We've been using the combination of Mongodb, Mongoid (3.x.x) and Sidekiq for a while now and we noticed that lately our queue's were filling up, but we could not pin-point any bottlenecks in our system.
The cpu's of our workers were never maxed out, even with a full queue. MongoDB was hardly locked and network traffic was well under the limits.
When tailing the MongoDB logs we noticed that a lot of new connections were made every second. We knew this happened because Sidekiq creates a new connection for each job.
Soon we found out we were not the only ones having this issue. Avi Tzurel wrote a blogpost about this exact same issue and in the comments is a gist that people have found to work.
We've improved it a bit and made it specific for Ruby 2:
1# By default, Sidekiq is going to open a new connection to Mongo for each job and disconnect it afterward because
2# Mongoid stores the session connection on a Fiber-local variable by using Thread.current[]. Inspired by
3# http://avi.io/blog/2013/01/30/problems-with-mongoid-and-sidekiq-brainstorming/, we can override this to put
4# the sessions at a Thread-local variable, not a Fiber local one.
5#
6# TODO Remove when on Mongoid 4, since it uses connection pooling.
7module Celluloid
8 class Thread < ::Thread
9 def []=(key, value)
10 if mongoid_session_key?(key)
11 # In Ruby 2.0, Thread.current[:foo] = "bar" is Fiber-local, whereas
12 # Thread.current.thread_variable_set(:foo, "bar") will be local to the entire Thread and all Fibers running
13 # on it be able to see that variable. As such, storing the Mongoid session on the thread level will let
14 # each Fiber reuse the Mongoid connection: Sidekiq uses Celluloid, which spins up a pool of worker threads
15 # at the designated concurrency level (e.g., by default, Sidekiq uses 25). Celluloid Actors run on those
16 # Threads in Fibers, so each time a Sidekiq job is dispatched to an an Actor, it creates a new Fiber. In doing
17 # this, we have to reconnect to Mongo every single time a job is picked up, and it disconnects when it finishes!
18 #
19 # If you want to see this behavior, an easy way to test it is to create a simple Sidekiq job which just does
20 # something like User.count, then fire up a Sidekiq worker, enqueue a few hundred jobs, and watch Mongo
21 # via mongostat. You'll see connections persist, whereas if you remove this logic, connections will drop
22 # and reconnect each time a job is picked up.
23 thread_variable_set(key, value)
24 else
25 super
26 end
27 end
28
29 def [](key)
30 if mongoid_session_key?(key)
31 thread_variable_get(key)
32 else
33 super
34 end
35 end
36
37 private
38 def mongoid_session_key?(key)
39 # Just put the sessions data at the Thread level; this leaves things like persistence settings, identity map
40 # disabling, etc. to the individual Fiber being managed by Celluloid.
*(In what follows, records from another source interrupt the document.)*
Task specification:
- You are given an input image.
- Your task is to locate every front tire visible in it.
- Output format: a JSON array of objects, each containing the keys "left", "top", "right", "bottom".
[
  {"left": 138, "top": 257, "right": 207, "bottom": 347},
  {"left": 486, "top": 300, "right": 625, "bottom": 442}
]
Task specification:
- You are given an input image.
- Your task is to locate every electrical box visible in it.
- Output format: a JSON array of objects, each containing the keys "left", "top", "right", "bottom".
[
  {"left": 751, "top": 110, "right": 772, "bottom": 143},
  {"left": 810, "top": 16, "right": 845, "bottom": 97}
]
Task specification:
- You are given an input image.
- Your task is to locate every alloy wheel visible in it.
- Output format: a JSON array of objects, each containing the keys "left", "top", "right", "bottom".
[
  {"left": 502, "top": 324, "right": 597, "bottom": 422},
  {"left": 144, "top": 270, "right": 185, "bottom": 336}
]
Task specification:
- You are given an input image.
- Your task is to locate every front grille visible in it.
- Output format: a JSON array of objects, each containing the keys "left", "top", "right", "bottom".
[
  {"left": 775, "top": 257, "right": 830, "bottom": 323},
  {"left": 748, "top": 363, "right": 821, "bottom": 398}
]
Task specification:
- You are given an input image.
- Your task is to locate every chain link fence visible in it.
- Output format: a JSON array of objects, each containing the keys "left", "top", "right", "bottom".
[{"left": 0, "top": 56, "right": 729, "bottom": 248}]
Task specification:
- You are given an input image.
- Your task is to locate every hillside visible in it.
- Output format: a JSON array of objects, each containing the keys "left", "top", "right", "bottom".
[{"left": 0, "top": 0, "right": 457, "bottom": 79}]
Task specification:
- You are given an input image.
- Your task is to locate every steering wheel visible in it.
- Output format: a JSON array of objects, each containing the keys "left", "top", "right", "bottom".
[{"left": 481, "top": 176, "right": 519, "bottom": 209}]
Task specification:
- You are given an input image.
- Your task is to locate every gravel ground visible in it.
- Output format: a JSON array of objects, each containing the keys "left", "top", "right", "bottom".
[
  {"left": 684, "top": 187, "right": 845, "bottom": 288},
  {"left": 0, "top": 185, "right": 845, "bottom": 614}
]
41 return key.to_s() == "[mongoid]:sessions"
42 end
43 end
44end
We decided to take the gist and deploy it to one of our workers to see if it improved job throughput.
Our load balancer devides the incoming requests evenly among our workers. Once we deployed our fix to one of the workers we immediately noticed that it was always done with it's jobs in a fraction of the time the other workers take.
Worker one is already done while worker two has just begun processing.
As an added benefit our MongoDB logfiles are actually readable again since the connection message pollution is gone.
Here's a snapshot of our worker's cpu load, te orange line is the time we deployed this fix.
It's been running in production for a few weeks now without any issues.
[note] We're in the process of upgrading to Mongoid 4 and since that uses connection pooling we should be able to remove this patch.